Applying these standards, the court held that “each of the individual defendants may also be held liable under” the NYCHRL:
Canavan was Hotel Edison’s general manager, with total authority to hire and fire. Clearly, he was the offending employee with respect to Kastrat, so under the standards set forth above, she has asserted a valid claim against both Canavan and Hotel Edison. The ownership interest required for personal liability under the state’s Human Rights Law is not required by NYCHRL. Kennington’s claim based on Sowa’s conduct is less clear-cut. The first amended complaint alleges that Sowa used her personal relationships with Canavan and with the Front Desk Manager to get Kennington fired in retaliation for being spumed by him. While, as defendants suggest, this ‘cat’s paw’ theory is too farfetched even for a claim under NYCHRL, the
complaint also alleges that Hotel Edison and Canavan acquiesced in, encouraged, condoned and ratified Sowa’s sexual harassment of Kennington. Given this allegation, which must be deemed true and meets the traditional standard, the court will not dismiss Kennington’s claims at this stage. With respect to Sowa’s personal liability, her status at Hotel Edison is more dubious, but since she has the title of Assistant Front Desk Manager, the court will allow plaintiffs to explore her managerial responsibilities at trial.

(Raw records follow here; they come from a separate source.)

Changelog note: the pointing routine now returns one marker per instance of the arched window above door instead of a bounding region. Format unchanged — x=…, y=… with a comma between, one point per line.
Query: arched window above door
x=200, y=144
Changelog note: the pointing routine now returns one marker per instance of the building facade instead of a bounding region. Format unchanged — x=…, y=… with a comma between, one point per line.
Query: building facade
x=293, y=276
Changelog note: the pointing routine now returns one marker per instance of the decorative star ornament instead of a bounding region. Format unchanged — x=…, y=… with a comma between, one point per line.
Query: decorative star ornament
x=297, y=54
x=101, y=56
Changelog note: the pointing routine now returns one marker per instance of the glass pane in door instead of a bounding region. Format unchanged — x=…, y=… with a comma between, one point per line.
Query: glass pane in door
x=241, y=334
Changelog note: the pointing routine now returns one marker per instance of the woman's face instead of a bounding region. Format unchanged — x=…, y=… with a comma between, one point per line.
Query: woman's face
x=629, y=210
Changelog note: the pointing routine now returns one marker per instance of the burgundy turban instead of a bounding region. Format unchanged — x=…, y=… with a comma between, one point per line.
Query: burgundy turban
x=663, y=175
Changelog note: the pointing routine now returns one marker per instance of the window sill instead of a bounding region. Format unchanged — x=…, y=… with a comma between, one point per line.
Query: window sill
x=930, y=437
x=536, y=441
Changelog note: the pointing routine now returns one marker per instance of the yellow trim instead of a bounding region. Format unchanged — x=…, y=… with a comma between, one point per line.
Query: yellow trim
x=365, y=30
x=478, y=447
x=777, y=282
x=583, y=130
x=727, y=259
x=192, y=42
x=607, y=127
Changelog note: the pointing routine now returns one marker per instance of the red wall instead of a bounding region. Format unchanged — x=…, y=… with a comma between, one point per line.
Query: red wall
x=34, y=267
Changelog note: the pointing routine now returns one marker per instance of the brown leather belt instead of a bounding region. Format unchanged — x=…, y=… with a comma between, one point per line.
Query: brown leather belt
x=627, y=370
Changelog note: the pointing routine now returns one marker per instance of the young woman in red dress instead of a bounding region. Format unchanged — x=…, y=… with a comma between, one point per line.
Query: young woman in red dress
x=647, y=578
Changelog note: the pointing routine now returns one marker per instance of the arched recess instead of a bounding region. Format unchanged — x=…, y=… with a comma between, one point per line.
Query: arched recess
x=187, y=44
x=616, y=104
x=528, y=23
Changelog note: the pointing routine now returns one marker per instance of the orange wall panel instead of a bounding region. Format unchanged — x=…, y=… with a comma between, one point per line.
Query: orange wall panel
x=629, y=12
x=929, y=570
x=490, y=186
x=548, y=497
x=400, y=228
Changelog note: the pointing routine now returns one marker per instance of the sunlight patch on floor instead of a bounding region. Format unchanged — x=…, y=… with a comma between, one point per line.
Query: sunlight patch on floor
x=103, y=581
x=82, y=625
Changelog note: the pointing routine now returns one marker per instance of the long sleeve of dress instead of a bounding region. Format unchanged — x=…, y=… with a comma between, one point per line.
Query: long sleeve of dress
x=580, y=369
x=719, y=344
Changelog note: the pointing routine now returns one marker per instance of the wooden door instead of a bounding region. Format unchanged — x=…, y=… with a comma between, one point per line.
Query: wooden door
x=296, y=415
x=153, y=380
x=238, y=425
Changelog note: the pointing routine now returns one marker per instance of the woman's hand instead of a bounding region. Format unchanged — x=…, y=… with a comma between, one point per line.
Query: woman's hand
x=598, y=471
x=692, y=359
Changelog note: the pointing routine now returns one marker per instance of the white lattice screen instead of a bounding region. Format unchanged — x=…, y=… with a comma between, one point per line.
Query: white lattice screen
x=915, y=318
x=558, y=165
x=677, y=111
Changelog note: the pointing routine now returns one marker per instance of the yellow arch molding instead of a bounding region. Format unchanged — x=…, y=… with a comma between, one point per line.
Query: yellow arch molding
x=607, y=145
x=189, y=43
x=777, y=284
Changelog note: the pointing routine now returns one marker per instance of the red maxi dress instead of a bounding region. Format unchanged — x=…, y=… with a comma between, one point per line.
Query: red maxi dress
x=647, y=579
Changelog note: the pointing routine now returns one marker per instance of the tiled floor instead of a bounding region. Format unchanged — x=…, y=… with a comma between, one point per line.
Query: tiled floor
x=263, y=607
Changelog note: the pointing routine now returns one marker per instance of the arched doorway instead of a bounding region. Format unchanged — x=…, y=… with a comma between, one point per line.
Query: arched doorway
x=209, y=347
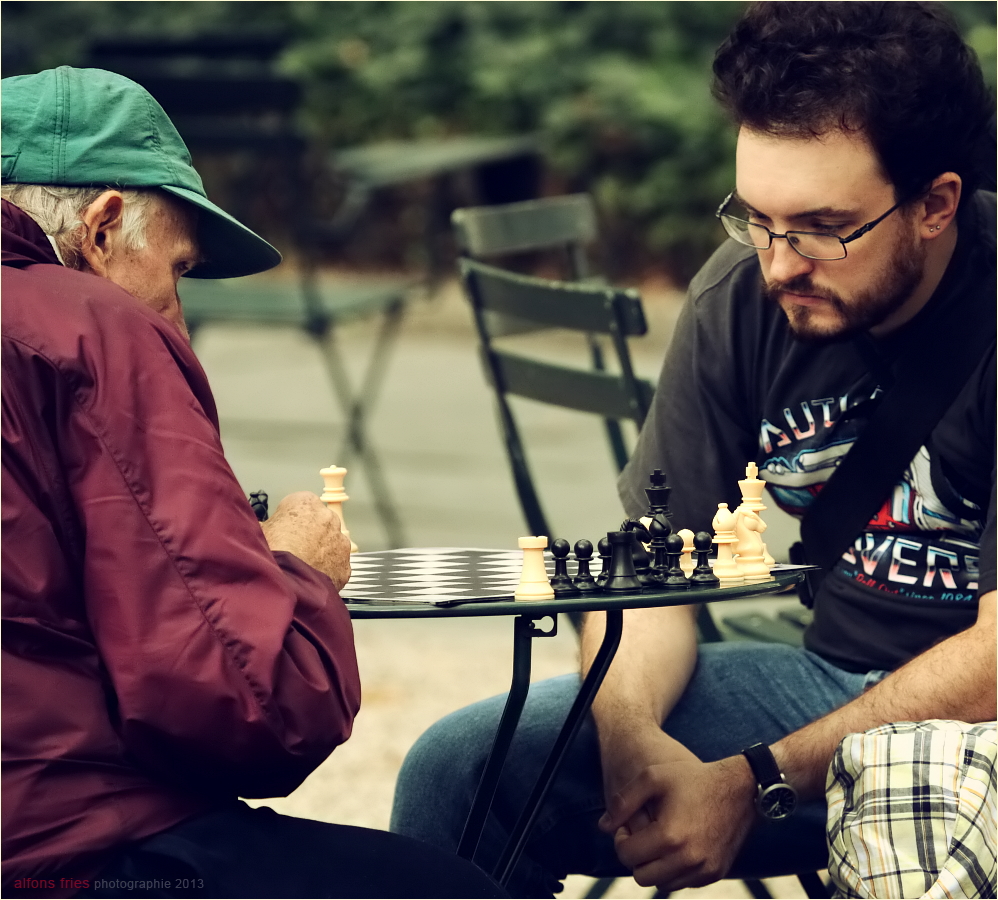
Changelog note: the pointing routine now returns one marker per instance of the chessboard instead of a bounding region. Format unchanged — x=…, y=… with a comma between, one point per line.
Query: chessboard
x=442, y=576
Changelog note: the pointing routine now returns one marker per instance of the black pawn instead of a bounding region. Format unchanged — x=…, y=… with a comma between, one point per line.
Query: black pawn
x=658, y=533
x=622, y=578
x=584, y=581
x=560, y=581
x=675, y=579
x=658, y=499
x=258, y=503
x=604, y=554
x=703, y=575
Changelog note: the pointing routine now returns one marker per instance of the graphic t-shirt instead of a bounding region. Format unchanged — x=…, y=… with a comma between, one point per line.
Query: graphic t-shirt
x=737, y=386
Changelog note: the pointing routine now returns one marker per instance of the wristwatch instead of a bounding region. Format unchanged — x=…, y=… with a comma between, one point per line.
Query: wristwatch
x=776, y=799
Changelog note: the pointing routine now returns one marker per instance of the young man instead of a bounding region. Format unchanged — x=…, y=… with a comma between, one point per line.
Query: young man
x=863, y=130
x=163, y=655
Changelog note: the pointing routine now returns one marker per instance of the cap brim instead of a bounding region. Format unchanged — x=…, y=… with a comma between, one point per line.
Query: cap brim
x=229, y=248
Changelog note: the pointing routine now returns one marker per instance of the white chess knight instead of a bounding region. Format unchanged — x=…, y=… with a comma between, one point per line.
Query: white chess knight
x=752, y=487
x=534, y=582
x=334, y=496
x=750, y=549
x=725, y=566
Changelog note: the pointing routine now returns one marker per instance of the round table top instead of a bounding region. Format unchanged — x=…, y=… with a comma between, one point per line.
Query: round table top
x=783, y=578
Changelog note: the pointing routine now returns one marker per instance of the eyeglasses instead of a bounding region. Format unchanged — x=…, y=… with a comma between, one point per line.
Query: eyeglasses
x=809, y=244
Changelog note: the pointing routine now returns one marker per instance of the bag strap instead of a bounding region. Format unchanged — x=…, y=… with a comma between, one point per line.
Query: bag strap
x=939, y=359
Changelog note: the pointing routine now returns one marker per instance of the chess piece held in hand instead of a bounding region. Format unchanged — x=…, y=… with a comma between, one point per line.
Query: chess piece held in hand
x=534, y=583
x=334, y=496
x=752, y=487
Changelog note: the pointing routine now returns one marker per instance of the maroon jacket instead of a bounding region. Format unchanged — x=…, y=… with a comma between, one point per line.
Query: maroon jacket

The court also denied defendants’ motion to dismiss plaintiffs’ age discrimination claims. To state a claim for employment discrimination under the State and City Human Rights Laws, each plaintiff was required to show that
(1) [he] is a member of a protected class; (2) [he] was qualified to hold the position; (3) [he] was terminated from employment or suffered another adverse employment action; and (4) the discharge or other adverse action occurred under circumstances giving rise to an inference of discrimination.
Plaintiffs sufficiently alleged these elements:
[Plaintiffs alleged] that defendants were qualified for their respective positions and were fired when they were over 50 years of age, which would satisfy the first three elements. [Plaintiffs alleged the requisite inference of discrimination] by alleging that: Ahearn and Ortiz were fired without cause and replaced with younger, less qualified employees; prior to their termination Canavan told his management staff that he wanted to hire high energy and young and attractive staff, and subsequently hired a disproportionate number of younger staff members to replace older employees, who were disciplined and terminated far more often than the younger ones; defendants condoned and encouraged staff to discriminate against the older workers, taunting them and making age-related jokes; and,
management frequently bad mouth[ed] its older employees, referring to them as stupid, and indicated the hotel needed to hire younger staff.